No visit to Paris would be complete without a visit to Pierre Herme Patisserie. I had a chance to sample a few pieces from his Desirs collection. The Emotion is a layered dessert sold in a glass that I'm particularly fond of. On the left is the Emotion Orientale containing layers of pain d'epices creme brulee, soft fruit and dates cooked in tea, and lemon gelee. The tea lends a very pleasant flavour to the dried fruit and it went well with the fragrant spices of the creme brulee. On the right is the Emotion Mahogany with layers of litchi compote, mango compote, coconut dacquoise, and caramel mascarpone cream. I really really enjoyed this dessert. Although I work with tropical fruit very often, I did not discover how well litchi and mango work together until I tasted this dessert. The caramel also tied the flavour together very nicely. This dessert is very inspiring indeed...I'm already getting all sorts of ideas of using this flavour combination.
The third item I tried from the Desirs collection is Instant, the teardrop shaped chocolate dessert shown on the right. Inside it's shell of dark chocolate, I found Earl-Grey tea gelee, tea-flavoured ganache, chocolate mousse, and soft chocolate biscuit.

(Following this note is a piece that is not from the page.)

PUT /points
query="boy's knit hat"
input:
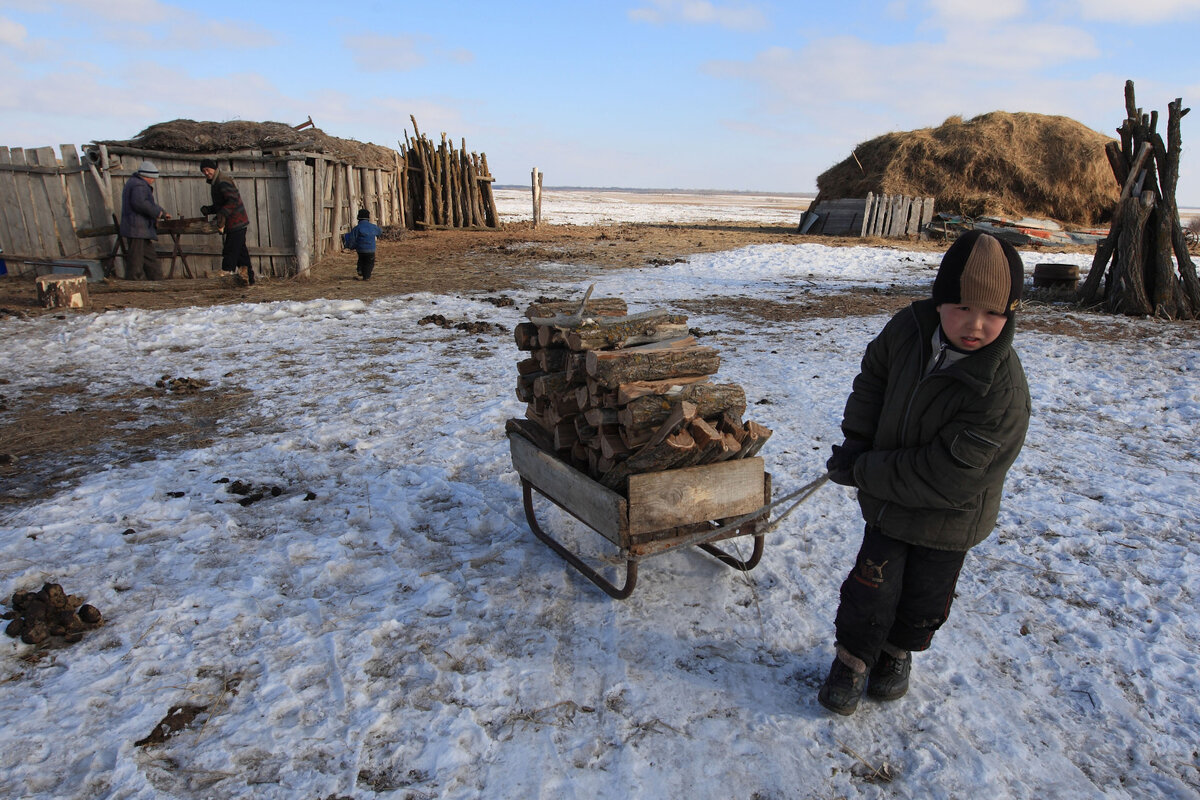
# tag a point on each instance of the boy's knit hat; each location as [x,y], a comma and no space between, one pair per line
[981,270]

I did not enjoy this very much, possibly because I had it too cold. The tempered chocolate shell was very hard and so was the mousse. The flavour was rather muted and the texture was just all wrong to me. From the signature collection, I tried the Desire. It was a sable breton base, lemon cream, strawberry & banana compote, soft lemon biscuit, and fresh wild strawberries. It was a very refreshing taste of lilting lemon and fruity strawberry. I wish I had this at the height of the strawberry season. The remaining item in the picture was a bombe de marroon from Rollet Pradier. It was a fondant covered cake with chestnut mousse and genoise filling. It was a little anti-climatic after the much more complicate Pierre Herme desserts.
So this wraps up my brief stay in Paris this year. I'm looking forward to coming home.